El ataque iraní contra Israel no fue un simple ataque con misiles más, sino un mensaje estratégico que conllevaba un cambio fundamental en el equilibrio de poder militar en la región. Irán utilizó directamente misiles balísticos hipersónicos y aviones teledirigidos suicidas para atacar emplazamientos en el interior de Israel, apuntando no sólo a infraestructuras, sino también a capacidades de Defensa estratégicas que se consideraban una fortaleza inexpugnable.

A pesar de la declaración de Israel de “gran éxito” en contrarrestar el ataque, las grabaciones de la realidad, las escenas de explosiones dentro del territorio israelí, así como la admisión indirecta de que algunos de los misiles eludieron las defensas aéreas, revelaron lagunas en el sistema de Defensa, considerado uno de los más avanzados del mundo: Cúpula de Hierro.
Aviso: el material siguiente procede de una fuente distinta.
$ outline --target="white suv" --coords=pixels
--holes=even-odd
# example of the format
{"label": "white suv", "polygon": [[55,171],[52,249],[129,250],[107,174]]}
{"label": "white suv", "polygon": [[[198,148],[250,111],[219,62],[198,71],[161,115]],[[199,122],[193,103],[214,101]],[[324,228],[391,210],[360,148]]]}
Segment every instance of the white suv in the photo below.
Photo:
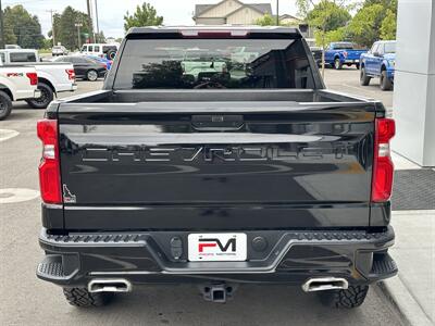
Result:
{"label": "white suv", "polygon": [[113,60],[115,59],[117,49],[119,45],[116,43],[86,43],[83,45],[80,53]]}

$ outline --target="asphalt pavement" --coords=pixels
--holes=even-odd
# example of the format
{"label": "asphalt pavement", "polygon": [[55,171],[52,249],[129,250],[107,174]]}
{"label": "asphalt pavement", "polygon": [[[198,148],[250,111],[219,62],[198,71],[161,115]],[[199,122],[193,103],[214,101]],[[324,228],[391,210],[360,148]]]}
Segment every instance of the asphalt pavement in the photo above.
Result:
{"label": "asphalt pavement", "polygon": [[[326,82],[352,92],[339,85],[347,79],[353,85],[355,77],[358,78],[358,71],[330,70]],[[101,85],[79,82],[76,93]],[[378,96],[381,90],[374,87],[372,91],[377,98],[391,97],[391,92]],[[4,202],[13,189],[38,189],[41,149],[36,121],[42,116],[44,110],[20,103],[7,121],[0,122],[0,190],[12,188],[0,191],[1,325],[407,325],[375,286],[365,303],[356,310],[326,309],[315,294],[306,294],[298,287],[252,285],[239,287],[234,300],[226,304],[204,302],[195,286],[150,286],[119,296],[102,309],[69,305],[59,287],[35,276],[37,263],[44,256],[38,246],[39,198]]]}

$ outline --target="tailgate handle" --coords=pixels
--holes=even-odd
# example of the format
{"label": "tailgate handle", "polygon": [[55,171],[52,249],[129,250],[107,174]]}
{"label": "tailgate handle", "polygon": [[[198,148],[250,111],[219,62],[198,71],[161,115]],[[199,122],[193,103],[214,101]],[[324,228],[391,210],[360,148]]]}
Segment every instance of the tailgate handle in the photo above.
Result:
{"label": "tailgate handle", "polygon": [[197,130],[239,130],[244,126],[243,115],[192,115],[191,126]]}

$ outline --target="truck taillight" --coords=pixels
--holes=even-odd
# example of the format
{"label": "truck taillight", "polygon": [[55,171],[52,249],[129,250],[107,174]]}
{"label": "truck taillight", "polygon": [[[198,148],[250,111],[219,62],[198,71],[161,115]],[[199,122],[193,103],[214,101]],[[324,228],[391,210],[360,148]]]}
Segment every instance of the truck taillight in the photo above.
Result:
{"label": "truck taillight", "polygon": [[38,75],[37,73],[26,73],[28,79],[30,79],[30,85],[38,85]]}
{"label": "truck taillight", "polygon": [[389,200],[393,189],[394,165],[390,156],[389,140],[396,134],[391,118],[375,120],[374,162],[372,177],[372,201]]}
{"label": "truck taillight", "polygon": [[66,74],[69,75],[70,80],[75,80],[75,72],[74,70],[65,70]]}
{"label": "truck taillight", "polygon": [[42,201],[61,203],[61,170],[58,147],[58,121],[40,120],[37,133],[42,140],[42,158],[39,164],[39,187]]}

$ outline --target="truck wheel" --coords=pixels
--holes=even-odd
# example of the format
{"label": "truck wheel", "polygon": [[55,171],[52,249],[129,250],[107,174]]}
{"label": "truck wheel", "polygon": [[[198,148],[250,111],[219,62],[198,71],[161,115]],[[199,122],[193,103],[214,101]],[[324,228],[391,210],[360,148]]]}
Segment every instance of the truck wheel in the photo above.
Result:
{"label": "truck wheel", "polygon": [[102,306],[113,297],[109,292],[91,293],[85,288],[63,288],[63,294],[71,305],[79,308]]}
{"label": "truck wheel", "polygon": [[365,67],[362,66],[360,71],[360,85],[361,86],[369,86],[371,77],[365,74]]}
{"label": "truck wheel", "polygon": [[0,90],[0,120],[7,118],[12,111],[12,101],[8,93]]}
{"label": "truck wheel", "polygon": [[337,71],[343,68],[343,63],[338,58],[334,60],[334,68]]}
{"label": "truck wheel", "polygon": [[369,286],[349,286],[346,290],[320,292],[321,302],[333,308],[357,308],[360,306],[369,291]]}
{"label": "truck wheel", "polygon": [[381,84],[382,90],[391,90],[393,89],[393,83],[391,83],[391,80],[388,79],[387,71],[382,71],[380,84]]}
{"label": "truck wheel", "polygon": [[86,79],[89,82],[95,82],[98,79],[98,73],[95,70],[90,70],[86,73]]}
{"label": "truck wheel", "polygon": [[26,100],[26,102],[34,109],[46,109],[48,104],[50,104],[50,102],[53,100],[54,92],[51,87],[45,83],[39,83],[38,89],[41,92],[40,98]]}

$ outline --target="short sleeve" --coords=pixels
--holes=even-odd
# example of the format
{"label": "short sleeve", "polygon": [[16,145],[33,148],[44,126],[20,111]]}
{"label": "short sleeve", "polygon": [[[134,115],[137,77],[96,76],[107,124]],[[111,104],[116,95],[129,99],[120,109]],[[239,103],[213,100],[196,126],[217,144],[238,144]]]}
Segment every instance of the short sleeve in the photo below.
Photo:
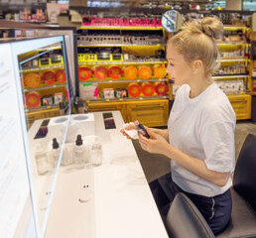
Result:
{"label": "short sleeve", "polygon": [[234,125],[231,122],[215,122],[204,125],[200,132],[208,170],[226,173],[234,170]]}

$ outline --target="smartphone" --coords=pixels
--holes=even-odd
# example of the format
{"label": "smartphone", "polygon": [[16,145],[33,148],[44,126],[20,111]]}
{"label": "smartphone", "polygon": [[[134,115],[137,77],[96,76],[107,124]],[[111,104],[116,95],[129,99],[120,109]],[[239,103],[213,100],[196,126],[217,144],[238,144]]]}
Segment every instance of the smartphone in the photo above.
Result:
{"label": "smartphone", "polygon": [[139,133],[141,133],[143,136],[145,136],[148,139],[150,138],[150,135],[148,134],[145,127],[141,123],[136,125],[136,127],[137,127],[137,130],[138,130]]}

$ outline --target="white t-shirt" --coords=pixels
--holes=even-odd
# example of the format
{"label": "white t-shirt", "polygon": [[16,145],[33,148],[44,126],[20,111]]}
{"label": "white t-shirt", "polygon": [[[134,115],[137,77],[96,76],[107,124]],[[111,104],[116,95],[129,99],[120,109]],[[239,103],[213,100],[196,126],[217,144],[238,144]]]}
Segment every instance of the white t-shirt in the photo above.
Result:
{"label": "white t-shirt", "polygon": [[[185,154],[204,161],[208,170],[232,172],[235,163],[233,108],[216,83],[194,98],[184,84],[176,94],[168,121],[169,141]],[[185,191],[204,196],[223,193],[232,185],[231,176],[222,187],[171,161],[173,180]]]}

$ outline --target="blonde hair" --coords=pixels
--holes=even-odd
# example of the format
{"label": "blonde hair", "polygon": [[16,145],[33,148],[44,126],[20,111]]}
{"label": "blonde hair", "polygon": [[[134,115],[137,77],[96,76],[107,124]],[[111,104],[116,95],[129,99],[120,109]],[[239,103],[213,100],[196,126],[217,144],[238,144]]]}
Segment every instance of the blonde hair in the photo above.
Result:
{"label": "blonde hair", "polygon": [[200,22],[192,21],[168,41],[188,62],[200,60],[205,76],[210,76],[219,67],[219,52],[214,39],[223,36],[223,24],[215,17],[205,17]]}

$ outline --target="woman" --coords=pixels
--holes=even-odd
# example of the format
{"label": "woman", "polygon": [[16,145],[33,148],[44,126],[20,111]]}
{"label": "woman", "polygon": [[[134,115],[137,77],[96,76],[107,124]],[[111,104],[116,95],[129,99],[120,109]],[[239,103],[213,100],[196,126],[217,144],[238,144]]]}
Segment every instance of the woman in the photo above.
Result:
{"label": "woman", "polygon": [[[181,87],[168,129],[147,128],[150,139],[139,135],[143,150],[171,160],[171,174],[150,182],[164,222],[175,195],[183,191],[214,234],[230,219],[229,188],[235,156],[235,113],[226,95],[211,80],[219,59],[214,39],[222,34],[222,23],[207,17],[187,24],[169,40],[167,72]],[[136,128],[128,125],[125,129]],[[130,138],[124,130],[121,132]]]}

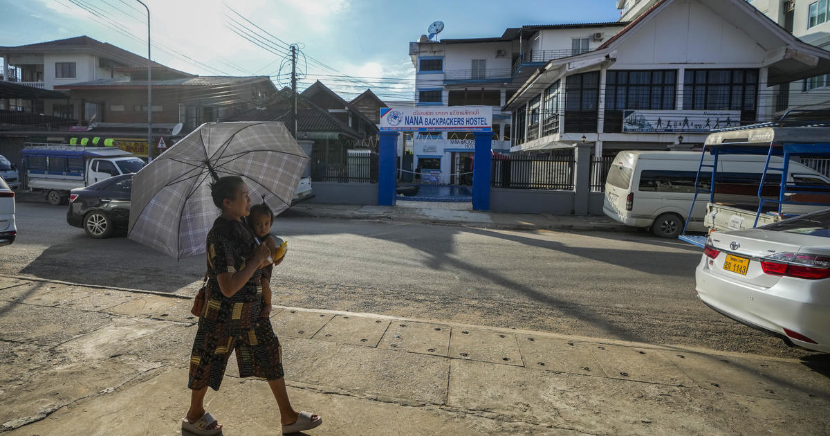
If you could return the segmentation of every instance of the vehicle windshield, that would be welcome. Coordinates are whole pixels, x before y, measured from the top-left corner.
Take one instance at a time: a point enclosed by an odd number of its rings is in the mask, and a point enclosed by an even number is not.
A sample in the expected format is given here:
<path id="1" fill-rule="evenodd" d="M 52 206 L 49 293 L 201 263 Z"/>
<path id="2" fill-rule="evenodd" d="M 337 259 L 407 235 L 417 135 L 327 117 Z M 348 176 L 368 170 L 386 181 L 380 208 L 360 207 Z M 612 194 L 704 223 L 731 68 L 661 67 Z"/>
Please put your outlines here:
<path id="1" fill-rule="evenodd" d="M 0 156 L 0 171 L 8 171 L 12 169 L 12 163 L 5 156 Z"/>
<path id="2" fill-rule="evenodd" d="M 121 169 L 121 172 L 127 174 L 129 173 L 138 173 L 139 169 L 144 168 L 144 160 L 139 158 L 125 159 L 124 160 L 118 161 L 118 166 Z"/>
<path id="3" fill-rule="evenodd" d="M 825 209 L 793 218 L 779 221 L 759 228 L 830 238 L 830 209 Z"/>

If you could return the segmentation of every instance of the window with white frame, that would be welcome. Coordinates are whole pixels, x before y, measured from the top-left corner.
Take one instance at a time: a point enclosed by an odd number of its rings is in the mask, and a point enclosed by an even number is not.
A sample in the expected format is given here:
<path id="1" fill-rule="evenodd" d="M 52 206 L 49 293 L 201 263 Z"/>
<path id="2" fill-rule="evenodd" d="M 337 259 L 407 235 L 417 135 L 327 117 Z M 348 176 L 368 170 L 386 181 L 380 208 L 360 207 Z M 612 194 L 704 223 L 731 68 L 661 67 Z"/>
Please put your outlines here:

El ataque iraní: entre la disuasión y la prueba

El ataque iraní no fue arbitrario, sino que se rigió por reglas estratégicas claras:

  • Demostrar la capacidad de golpear directamente las profundidades israelíes, lejos de los proxies regionales.
  • Poner a prueba la eficacia del sistema de Defensa israelí bajo alta presión.
  • Enviar a Israel y a Occidente el mensaje de que Irán ya no acepta la disuasión convencional.

Este tipo de operación sólo puede llevarse a cabo tras un cuidadoso estudio de las características del sistema de Defensa objetivo y una evaluación de sus posibles debilidades, que es exactamente lo que hizo Irán.